Which Ollama Models Work with Hermes Agent? A Quick Context Window Check

If you’ve ever tried to run Hermes Agent only to get a cryptic error about context windows, you’re not alone. Here’s a quick guide to understand what’s happening — and how to find a compatible model in Ollama.

The Error

When you launch Hermes Agent with an incompatible model, you’ll see something like this:

Model deepseek-coder:33b has a context window of 16,384 tokens,
which is below the minimum 64,000 required by Hermes Agent.

Choose a model with at least 64K context, or set
model.context_length in config.yaml to override.

Hermes Agent is designed to handle long, multi-step reasoning and tool-use chains.
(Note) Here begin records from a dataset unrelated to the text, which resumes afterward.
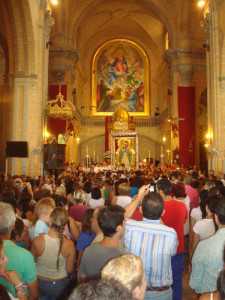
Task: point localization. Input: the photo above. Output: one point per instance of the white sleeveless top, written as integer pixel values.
(46, 263)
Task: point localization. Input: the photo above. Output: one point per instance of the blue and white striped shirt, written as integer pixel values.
(154, 243)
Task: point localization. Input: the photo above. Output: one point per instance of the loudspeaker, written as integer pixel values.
(16, 149)
(54, 156)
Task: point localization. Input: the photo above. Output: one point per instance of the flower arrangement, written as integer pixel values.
(107, 155)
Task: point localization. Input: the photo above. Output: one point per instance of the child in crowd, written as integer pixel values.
(41, 216)
(86, 235)
(19, 235)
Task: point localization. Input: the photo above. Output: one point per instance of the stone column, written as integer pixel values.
(183, 65)
(62, 61)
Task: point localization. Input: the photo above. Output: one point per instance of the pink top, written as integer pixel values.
(193, 195)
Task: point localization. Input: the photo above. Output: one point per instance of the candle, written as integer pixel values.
(32, 167)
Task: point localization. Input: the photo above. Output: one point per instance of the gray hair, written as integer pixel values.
(7, 218)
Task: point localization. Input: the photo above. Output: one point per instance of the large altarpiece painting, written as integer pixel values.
(120, 77)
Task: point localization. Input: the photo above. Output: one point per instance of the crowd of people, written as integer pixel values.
(119, 234)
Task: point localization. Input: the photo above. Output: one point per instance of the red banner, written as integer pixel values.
(186, 110)
(56, 126)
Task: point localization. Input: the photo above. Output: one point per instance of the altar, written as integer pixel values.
(123, 140)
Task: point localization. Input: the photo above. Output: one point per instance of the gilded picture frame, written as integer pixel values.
(120, 76)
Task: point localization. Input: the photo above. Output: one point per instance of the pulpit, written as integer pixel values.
(54, 158)
(124, 140)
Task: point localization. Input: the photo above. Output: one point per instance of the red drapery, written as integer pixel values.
(186, 110)
(106, 134)
(56, 126)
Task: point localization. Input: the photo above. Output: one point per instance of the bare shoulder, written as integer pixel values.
(38, 240)
(207, 296)
(67, 248)
(38, 245)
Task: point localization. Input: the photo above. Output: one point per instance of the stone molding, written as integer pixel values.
(43, 5)
(65, 52)
(23, 75)
(49, 22)
(178, 53)
(205, 25)
(59, 70)
(222, 82)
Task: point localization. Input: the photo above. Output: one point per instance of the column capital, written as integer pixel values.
(65, 52)
(178, 53)
(49, 22)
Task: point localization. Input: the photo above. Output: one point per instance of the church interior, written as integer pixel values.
(74, 65)
(124, 83)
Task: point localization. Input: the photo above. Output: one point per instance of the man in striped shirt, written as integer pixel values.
(153, 242)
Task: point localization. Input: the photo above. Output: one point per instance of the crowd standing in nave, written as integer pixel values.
(90, 231)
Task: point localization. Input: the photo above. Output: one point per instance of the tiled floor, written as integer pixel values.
(188, 293)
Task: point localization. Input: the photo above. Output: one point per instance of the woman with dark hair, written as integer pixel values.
(204, 228)
(198, 213)
(12, 277)
(179, 194)
(54, 255)
(86, 235)
(124, 195)
(96, 199)
(136, 183)
(87, 188)
(71, 230)
(19, 235)
(220, 293)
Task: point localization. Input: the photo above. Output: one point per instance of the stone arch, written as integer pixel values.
(19, 35)
(162, 12)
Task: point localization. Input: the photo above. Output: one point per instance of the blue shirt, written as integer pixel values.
(207, 262)
(40, 227)
(154, 243)
(21, 261)
(84, 240)
(133, 191)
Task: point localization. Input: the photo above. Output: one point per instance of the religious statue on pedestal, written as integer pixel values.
(125, 154)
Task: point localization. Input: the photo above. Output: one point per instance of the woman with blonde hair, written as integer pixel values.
(128, 270)
(124, 195)
(41, 217)
(55, 257)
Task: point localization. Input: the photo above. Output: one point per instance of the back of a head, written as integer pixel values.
(220, 211)
(204, 195)
(96, 193)
(42, 207)
(59, 218)
(126, 269)
(187, 180)
(124, 189)
(152, 206)
(79, 196)
(109, 218)
(165, 186)
(101, 290)
(174, 174)
(179, 190)
(209, 184)
(61, 191)
(7, 218)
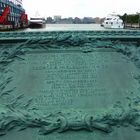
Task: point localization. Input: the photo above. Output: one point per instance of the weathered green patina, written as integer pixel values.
(70, 85)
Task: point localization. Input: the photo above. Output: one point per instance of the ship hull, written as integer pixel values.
(36, 25)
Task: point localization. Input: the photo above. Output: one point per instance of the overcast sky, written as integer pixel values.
(80, 8)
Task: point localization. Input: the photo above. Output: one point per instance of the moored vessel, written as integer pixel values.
(113, 21)
(37, 22)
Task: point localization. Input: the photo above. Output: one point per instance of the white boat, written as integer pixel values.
(37, 22)
(113, 21)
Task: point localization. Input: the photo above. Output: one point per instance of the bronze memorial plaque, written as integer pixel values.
(68, 93)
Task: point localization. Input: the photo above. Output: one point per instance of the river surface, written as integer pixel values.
(69, 27)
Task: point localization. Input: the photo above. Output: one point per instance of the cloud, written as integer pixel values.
(80, 8)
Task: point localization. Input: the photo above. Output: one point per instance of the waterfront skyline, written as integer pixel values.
(80, 8)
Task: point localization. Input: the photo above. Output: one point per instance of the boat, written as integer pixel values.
(12, 15)
(113, 21)
(37, 22)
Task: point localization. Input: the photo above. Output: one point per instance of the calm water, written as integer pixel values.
(69, 27)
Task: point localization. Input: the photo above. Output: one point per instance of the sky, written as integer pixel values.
(80, 8)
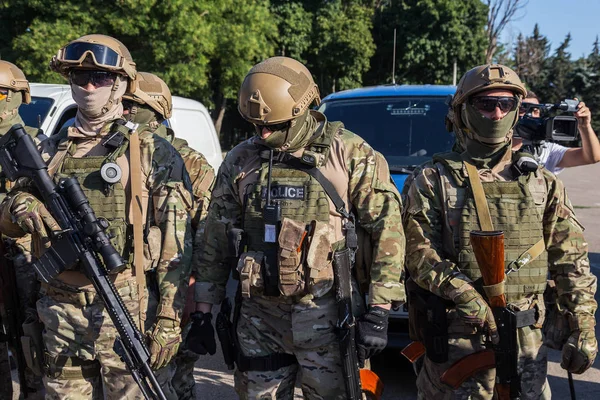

For that to work reliably, it needs a model with a context window of at least 64,000 tokens. Models with smaller windows simply can’t hold enough conversation history and tool output in memory — so the agent stops before it can do any useful work.

What Is a Context Window?

The context window (also called context length) is the maximum amount of text a language model can “see” and work with at any one time — measured in tokens. A token is roughly ¾ of a word, so 64,000 tokens is approximately 48,000 words, or a short novel.

Think of it as the model’s working memory. Everything relevant to the current task — your instructions, the conversation history, tool outputs, retrieved documents, and the model’s own previous responses — must fit inside this window. Once the limit is reached, older content gets pushed out and the model effectively “forgets” it.

For simple one-off questions this rarely matters. But for an AI agent like Hermes, which plans multi-step tasks, calls tools, reads results, and reasons across long chains of actions, the context window fills up fast. A window that’s too small means the agent loses track of what it was doing — or stops entirely, as you’ve seen.

see https://docs.ollama.com/context-length

How to Check Context Window Sizes in Ollama

Not all Ollama models advertise their context size prominently. Here’s a handy one-liner you can run in your terminal to list every local model alongside its context length:

Python

for model in $(ollama list | tail -n +2 | awk '{print $1}'); do
  cl=$(ollama show "${model}" | grep "context length" | awk '{print $3}')
  echo "${model} - ${cl}"
done

for model in $(ollama list | tail -n +2 | awk '{print $1}'); do
  cl=$(ollama show "${model}" | grep "context length" | awk '{print $3}')
  echo "${model} - ${cl}"
done

Here’s what that output looks like on a real system with a variety of models installed:

Model	Context Length (tokens)	Hermes Agent Compatible?
qwen3:8b	40,960	✗ Too small
glm-5.1:cloud	202,752	✓ Compatible
qwen3.6:latest	262,144	✓ Compatible
gemma4:latest	131,072	✓ Compatible
deepseek-coder:33b	16,384	✗ Too small
deepseek-coder:6.7b	16,384	✗ Too small
deepseek-v3.2:cloud	163,840	✓ Compatible
qwen3.5:latest	262,144	✓ Compatible
llama3:latest	8,192	✗ Too small

Recommended Models for Hermes Agent

Based on the output above, the following locally available models meet the 64K minimum:

qwen3.5:latest and qwen3.6:latest — both offer a massive 262,144-token context, making them excellent choices for long agentic sessions.
gemma4:latest — 131,072 tokens, a solid mid-range option with strong general capabilities.
deepseek-v3.2:cloud and glm-5.1:cloud — cloud-backed models with large context windows, though they require an internet connection.

The Override Option

If you really need to use a model with a smaller context window (perhaps because of hardware constraints), Hermes Agent lets you bypass the check. In your config.yaml, set:

YAML

model:
  context_length: 65536

model:
  context_length: 65536

Be aware that this is an override at your own risk — the agent may behave unpredictably or fail mid-task if the model runs out of context during a long chain of actions.

Tipp: Get locallly installed ollama models using your browser

If Ollama is running locally, you can view all installed models in JSON format by opening this URL in any browser:

http://127.0.0.1:11434/v1/models

This returns a simple JSON list of your installed models. It’s a convenient way to see what’s available at a glance, but it does not include details like context window size.

Summary

Hermes Agent’s 64K context requirement isn’t arbitrary — agentic workflows accumulate a lot of state quickly. Choosing the right model upfront saves a lot of debugging later. The one-liner above is a quick way to audit your Ollama library whenever you install new models. Keep it handy.